Y empezó a dar nuevas pruebas de amistad al pobre frailuco, y éste a berrear con todas sus fuerzas.

-Vamos -dijo el gascón-, des­pués de la tormenta sale el sol, aho­ra agárrate bien a Panurgo y a dor­mir alegremente al Cuerno de la Abundancia.

-No veo el camino -repuso el fraile derramando gruesas lágrimas.

-Si llorases el vino que has be­bido puede que esto te aligerase algo la cabeza; pero va a ser preciso que te guíe yo todavía.

Y cogió al asno del ramal, y el fraile se agarró lo mejor que pudo a la albarda para no perder el equi­librio; pasaron la calle de San Bar­tolomé, y subieron por la calle de Santiago, el fraile sin dejar de llo­rar, Chicot sin dejar de tirar.

Los dos criados de maese Bon­homet bajaron al fraile del asno por mandato de Chicot y le lleva­ron al gabinete que conocen ya nues­tros lectores.

-Ya está -dijo maese Bonho­met, cuando bajó de la habitación.

-¿Queda acostado? -preguntó Chicot.

-Y roncando.

-Perfectamente: mas como es in­evitable que llegue a despertar, te­ned presente que no quiero que sepa cómo ha vuelto: y no sería malo -añadió- hacerle creer que no ha salido de aquí desde aquella célebre noche en que dio tanto es­cándalo en su convento, y que ha sido un sueño todo lo que ha pasa­do después.

-Está bien, señor Chicot -res­pondió el hostelero-; pero, ¿qué le ha ocurrido a este pobre fraile?

-Una gran desgracia; parece que ha matado en Lyon de resultas de una disputa a un emisario de M. de Mayena.

-¡Dios mío! -exclamó el hués­ped-; ¿de modo que?...

-De modo que M. de Mayena ha jurado -añadió Chicot- que le ha de hacer enrodar vivo, o ha de perder el nombre que tiene.

-Pues id descuidado -dijo Bon­homet-, que no saldrá de aquí.

-Bueno -dijo el gascón-. Y ahora que no me da ya cuidado Go­renflot, necesito encontrar al duque de Guisa; vamos a buscarle -aña­dió encaminándose al palacio de Su Majestad Francisco III.
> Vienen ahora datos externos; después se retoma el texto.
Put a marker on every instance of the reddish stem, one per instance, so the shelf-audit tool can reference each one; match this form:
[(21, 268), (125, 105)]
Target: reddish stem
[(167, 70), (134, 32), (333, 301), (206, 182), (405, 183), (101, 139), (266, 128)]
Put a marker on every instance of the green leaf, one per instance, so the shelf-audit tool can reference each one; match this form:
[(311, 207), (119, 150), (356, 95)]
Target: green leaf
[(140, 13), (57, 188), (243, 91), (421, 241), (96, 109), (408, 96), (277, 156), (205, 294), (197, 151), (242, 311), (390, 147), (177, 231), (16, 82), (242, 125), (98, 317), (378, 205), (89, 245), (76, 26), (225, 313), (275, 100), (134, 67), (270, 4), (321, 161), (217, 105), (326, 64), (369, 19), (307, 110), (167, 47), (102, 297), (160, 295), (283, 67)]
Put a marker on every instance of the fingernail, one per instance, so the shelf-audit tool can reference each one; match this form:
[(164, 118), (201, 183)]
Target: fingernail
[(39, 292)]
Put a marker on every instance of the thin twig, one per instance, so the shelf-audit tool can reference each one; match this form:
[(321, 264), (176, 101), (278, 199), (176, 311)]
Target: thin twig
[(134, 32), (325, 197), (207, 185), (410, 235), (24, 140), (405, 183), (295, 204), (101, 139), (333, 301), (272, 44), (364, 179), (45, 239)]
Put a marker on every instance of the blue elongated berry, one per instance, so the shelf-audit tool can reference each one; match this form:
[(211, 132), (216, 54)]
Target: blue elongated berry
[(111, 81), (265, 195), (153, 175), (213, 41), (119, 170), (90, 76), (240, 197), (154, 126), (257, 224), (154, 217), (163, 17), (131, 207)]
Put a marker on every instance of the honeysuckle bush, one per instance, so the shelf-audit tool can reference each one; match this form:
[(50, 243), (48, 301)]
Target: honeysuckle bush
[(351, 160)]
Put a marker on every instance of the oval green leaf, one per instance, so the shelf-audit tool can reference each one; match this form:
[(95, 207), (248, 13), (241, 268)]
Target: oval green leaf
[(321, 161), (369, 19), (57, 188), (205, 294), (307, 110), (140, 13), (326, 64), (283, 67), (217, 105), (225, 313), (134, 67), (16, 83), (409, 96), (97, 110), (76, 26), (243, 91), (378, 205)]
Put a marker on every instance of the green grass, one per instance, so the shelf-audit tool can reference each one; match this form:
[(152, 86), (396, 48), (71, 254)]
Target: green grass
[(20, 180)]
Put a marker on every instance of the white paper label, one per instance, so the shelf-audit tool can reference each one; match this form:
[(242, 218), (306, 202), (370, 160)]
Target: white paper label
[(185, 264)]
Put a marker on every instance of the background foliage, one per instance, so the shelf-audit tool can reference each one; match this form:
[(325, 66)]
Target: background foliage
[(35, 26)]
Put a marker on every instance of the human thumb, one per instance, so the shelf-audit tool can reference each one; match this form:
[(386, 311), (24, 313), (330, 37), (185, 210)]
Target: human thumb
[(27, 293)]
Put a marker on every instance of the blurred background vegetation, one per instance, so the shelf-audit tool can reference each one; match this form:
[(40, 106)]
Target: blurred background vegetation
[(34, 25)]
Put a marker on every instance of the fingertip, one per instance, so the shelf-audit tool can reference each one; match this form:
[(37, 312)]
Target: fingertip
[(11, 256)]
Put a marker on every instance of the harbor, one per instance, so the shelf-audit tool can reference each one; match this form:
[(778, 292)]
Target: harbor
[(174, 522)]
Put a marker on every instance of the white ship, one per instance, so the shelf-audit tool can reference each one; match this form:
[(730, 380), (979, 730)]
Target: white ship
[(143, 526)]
XLII. DONDE ESTABA EL PRINCIPE

En vano había buscado Chicot al duque de Anjou por las calles de París, mientras firmaban la Liga los vecinos de la capital.

El duque de Guisa había propues­to al príncipe que saliese, proposi­ción que hizo reflexionar a Su Al­teza, y cuando Francisco se tomaba el trabajo de reflexionar, tenía más prudencia que la serpiente.

No obstante, como exigía su in­terés que viese por sus propios ojos lo que pasaba aquella noche, se de­cidió a aceptar la invitación, aunque tomando a la par la resolución de no dar un paso fuera de palacio, sin ir bien y debidamente acompañado; y como todo el que teme se pre­viene a la defensa con su arma fa­vorita, también fue a buscar el du­que su espada favorita, que era Bussy d'Amboise.

Mucho le debió hostigar el mie­do cuando se resolvió a dar seme­jante paso, porque Bussy estaba muy enfadado desde que le había faltado a lo prometido con respecto á M. de Monsoreau; y el mismo Francisco pensaba, que si él fuese Bussy, y suponiendo que al tomar su nom­bre adquiriese también su valor, no se habría contenido con demostrar su disgusto al príncipe que tan cruel­mente le hubiera engañado.

Bussy, como todas las naturalezas privilegiadas, sentía más intensamen­te el dolor que el placer; un hom­bre intrépido delante del peligro, tranquilo y frío ante el hierro y el fuego, pocas veces deja de sucum­bir, más fácilmente que un cobar­de, a las emociones de un gran pe­sar. Los hombres a quienes las mu­jeres hacen llorar más fácilmente son los más temibles para los de­más hombres.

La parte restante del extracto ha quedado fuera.